Results after 100 episodes:
Average timesteps per episode: 12.75
Average penalties per episode: 0.0


We can see from the evaluation, the agent's performance improved significantly and it incurred no penalties, which means it performed the correct pickup/dropoff actions with 100 different passengers.

Hyperparameters and optimizations
The values of `alpha`, `gamma`, and `epsilon` were mostly based on intuition and some "hit and trial", but there are better ways to come up with good values.

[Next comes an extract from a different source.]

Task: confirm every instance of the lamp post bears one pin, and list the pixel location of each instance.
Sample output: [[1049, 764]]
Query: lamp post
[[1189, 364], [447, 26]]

Ideally, all three should decrease over time because as the agent continues to learn, it actually builds up more resilient priors;

ALPHA : (the learning rate) should decrease as you continue to gain a larger and larger knowledge base.
GAMMA : as you get closer and closer to the deadline, your preference for near-term reward should increase, as you won't be around long enough to get the long-term reward, which means your gamma should decrease.
EPSILON : as we develop our strategy, we have less need of exploration and more exploitation to get more utility from our policy, so as trials increase, epsilon should decrease.